Suppose the frequency is very high (like you said), and it takes more than 1 cycle for the signal to settle, then the signal going into the 2nd flop will still be metastable.
As a result, the 2nd flop will also send out a metastable signal to 3rd flop, and just like the metastable signal that came out of the 1st flop, this 2nd metastable signal will take more than one cycle to settle, so the signal will still be metastable when it arrives at the 3rd flop.
So, adding a flop does not help, right?
What you need should be more time to settle (i.e. longer cycle time); putting another flop will just push the metastable signal a cycle forward.
Please correct me if I am wrong.

which cycle time are you talking about?

Added after 3 minutes:
the control signal duration should be more than the time period of slow clock..
 

Re: Metastability

I have heard a lot about MTBF, when it comes to metastablity.
Can anyone please, explain what is it and how does it affect the metastablity?
 

Metastability

well,i "think" that the MTBF "Mean time between failure" is just a representation of how often the synchronizer becomes metastable as far as i could remember it was inversely proportional to both the data freq. and the clock freq. and it was directly prop. to the exponential of the metastability duration so if u want a good stable sync. u should increase the MTBF
 

Re: Metastability

ALUOp said:
deh_fuhrer said:
you'll still have the option left to use three flip-flops as synchronizer(generally used for very high frequency aplication when 2 flop is also metastable)..
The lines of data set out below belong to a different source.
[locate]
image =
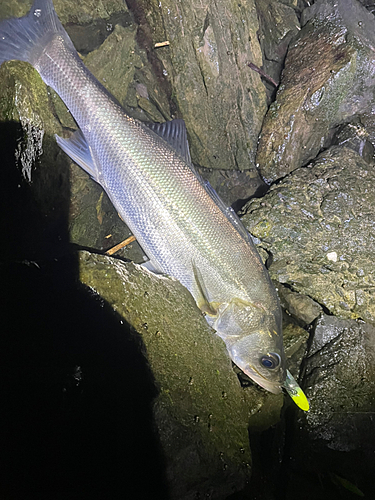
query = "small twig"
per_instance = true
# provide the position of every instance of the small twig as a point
(262, 73)
(118, 247)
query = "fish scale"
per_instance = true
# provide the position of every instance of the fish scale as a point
(177, 218)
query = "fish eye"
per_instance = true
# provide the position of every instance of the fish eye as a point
(270, 360)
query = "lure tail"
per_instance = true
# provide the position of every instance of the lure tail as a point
(25, 38)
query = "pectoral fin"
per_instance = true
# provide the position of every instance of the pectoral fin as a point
(201, 295)
(79, 151)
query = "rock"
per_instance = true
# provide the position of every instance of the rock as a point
(328, 79)
(34, 197)
(299, 305)
(356, 137)
(318, 225)
(221, 100)
(278, 25)
(200, 410)
(336, 434)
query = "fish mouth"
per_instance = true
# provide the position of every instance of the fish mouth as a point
(268, 385)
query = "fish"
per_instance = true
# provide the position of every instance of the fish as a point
(182, 225)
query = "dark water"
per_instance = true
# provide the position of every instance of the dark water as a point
(76, 391)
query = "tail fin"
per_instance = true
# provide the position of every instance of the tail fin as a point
(25, 38)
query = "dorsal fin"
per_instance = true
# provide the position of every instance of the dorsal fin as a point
(173, 132)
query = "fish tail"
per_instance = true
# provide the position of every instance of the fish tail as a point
(25, 38)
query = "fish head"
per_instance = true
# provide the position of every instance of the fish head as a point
(254, 340)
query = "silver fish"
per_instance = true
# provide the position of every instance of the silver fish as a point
(178, 219)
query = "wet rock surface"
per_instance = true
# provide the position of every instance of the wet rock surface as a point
(200, 411)
(318, 223)
(337, 434)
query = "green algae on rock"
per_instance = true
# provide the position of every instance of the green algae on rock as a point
(200, 412)
(318, 224)
(327, 80)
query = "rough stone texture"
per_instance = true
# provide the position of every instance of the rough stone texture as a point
(278, 25)
(356, 137)
(200, 411)
(70, 11)
(335, 439)
(221, 100)
(33, 197)
(328, 78)
(318, 224)
(299, 305)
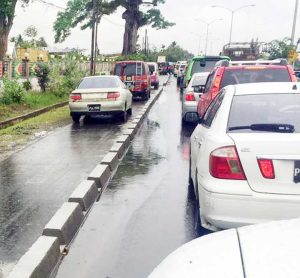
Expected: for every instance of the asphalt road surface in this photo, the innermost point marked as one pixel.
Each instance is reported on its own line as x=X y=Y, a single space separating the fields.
x=147 y=210
x=37 y=180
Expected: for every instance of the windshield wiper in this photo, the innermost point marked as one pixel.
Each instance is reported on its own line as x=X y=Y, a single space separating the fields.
x=283 y=128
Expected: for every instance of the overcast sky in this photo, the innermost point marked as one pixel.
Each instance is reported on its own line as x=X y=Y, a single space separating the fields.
x=268 y=20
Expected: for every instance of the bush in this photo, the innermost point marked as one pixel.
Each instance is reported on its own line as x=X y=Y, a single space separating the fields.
x=12 y=92
x=27 y=85
x=42 y=71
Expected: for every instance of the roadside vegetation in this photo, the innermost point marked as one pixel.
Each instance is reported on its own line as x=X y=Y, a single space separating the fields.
x=15 y=137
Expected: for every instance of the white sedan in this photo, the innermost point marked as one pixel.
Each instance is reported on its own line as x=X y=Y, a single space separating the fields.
x=245 y=156
x=100 y=95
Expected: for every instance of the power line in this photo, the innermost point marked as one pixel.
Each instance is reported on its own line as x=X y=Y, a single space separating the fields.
x=50 y=4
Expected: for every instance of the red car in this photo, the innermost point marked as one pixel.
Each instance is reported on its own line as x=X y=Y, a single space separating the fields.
x=136 y=76
x=237 y=72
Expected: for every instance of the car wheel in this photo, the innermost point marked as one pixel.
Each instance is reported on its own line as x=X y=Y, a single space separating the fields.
x=76 y=118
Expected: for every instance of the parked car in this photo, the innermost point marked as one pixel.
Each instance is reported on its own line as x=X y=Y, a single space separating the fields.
x=191 y=97
x=136 y=76
x=239 y=72
x=180 y=73
x=100 y=95
x=153 y=68
x=245 y=156
x=201 y=64
x=269 y=250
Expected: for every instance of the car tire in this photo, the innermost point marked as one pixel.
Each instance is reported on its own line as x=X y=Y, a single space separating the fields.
x=76 y=118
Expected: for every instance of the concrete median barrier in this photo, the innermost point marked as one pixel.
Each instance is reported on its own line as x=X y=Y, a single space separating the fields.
x=65 y=223
x=111 y=159
x=100 y=175
x=85 y=194
x=118 y=148
x=39 y=260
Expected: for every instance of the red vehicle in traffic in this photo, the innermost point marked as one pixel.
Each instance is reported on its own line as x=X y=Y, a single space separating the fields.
x=136 y=76
x=238 y=72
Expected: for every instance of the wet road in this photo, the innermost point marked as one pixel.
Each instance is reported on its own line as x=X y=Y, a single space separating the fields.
x=147 y=211
x=37 y=180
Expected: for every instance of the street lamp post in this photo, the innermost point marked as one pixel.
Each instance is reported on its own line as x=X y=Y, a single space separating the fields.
x=232 y=15
x=294 y=23
x=207 y=29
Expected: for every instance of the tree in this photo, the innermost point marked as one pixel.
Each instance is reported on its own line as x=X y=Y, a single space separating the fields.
x=7 y=13
x=80 y=12
x=279 y=48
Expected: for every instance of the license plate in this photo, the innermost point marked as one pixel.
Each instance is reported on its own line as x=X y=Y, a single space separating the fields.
x=94 y=108
x=297 y=171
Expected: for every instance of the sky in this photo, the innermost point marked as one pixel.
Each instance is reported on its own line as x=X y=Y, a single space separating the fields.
x=267 y=20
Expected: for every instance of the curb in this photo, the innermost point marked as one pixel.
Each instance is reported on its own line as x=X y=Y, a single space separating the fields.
x=35 y=113
x=42 y=259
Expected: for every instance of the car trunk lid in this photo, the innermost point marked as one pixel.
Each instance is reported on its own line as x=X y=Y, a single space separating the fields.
x=280 y=148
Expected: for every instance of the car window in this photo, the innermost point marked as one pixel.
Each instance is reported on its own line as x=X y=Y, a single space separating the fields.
x=254 y=75
x=203 y=66
x=209 y=81
x=129 y=69
x=247 y=110
x=212 y=110
x=199 y=81
x=151 y=68
x=98 y=83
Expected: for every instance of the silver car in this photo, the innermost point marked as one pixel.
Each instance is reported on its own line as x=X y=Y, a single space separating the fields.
x=192 y=95
x=100 y=95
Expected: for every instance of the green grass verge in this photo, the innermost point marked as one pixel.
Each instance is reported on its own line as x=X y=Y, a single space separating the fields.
x=15 y=137
x=32 y=101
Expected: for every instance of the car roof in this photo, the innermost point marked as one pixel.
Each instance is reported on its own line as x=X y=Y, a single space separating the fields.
x=266 y=88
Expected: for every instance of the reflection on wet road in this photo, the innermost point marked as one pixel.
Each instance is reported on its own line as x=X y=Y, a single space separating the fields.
x=37 y=180
x=147 y=211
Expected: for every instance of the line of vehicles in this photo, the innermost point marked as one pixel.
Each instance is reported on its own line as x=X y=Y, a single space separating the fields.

Does three flops really help?
Suppose the frequency is very high (like you said), and it takes more than 1 cycle for the signal to settle, then the signal going into the 2nd flop will still be metastable.
As a result, the 2nd flop will also send out a metastable signal to 3rd flop, and just like the metastable signal that came out of the 1st flop, this 2nd metastable signal will take more than one cycle to settle, so the signal will still be metastable when it arrives at the 3rd flop.
So, adding a flop does not help, right?
What you need should be more time to settle (i.e. longer cycle time); putting another flop will just push the metastable signal a cycle forward.
Please correct me if I am wrong.


Hi,

in my opinion, every stage of flop reduces the risk of MS by the same magnitude, which in turn depends on the used IC technology.

A metastable signal which is clocked into a flop, has a big chance to be correct and stable after this stage, because even a metastable signal has only a very little chance to meet exactly the conditions for generating metastability again.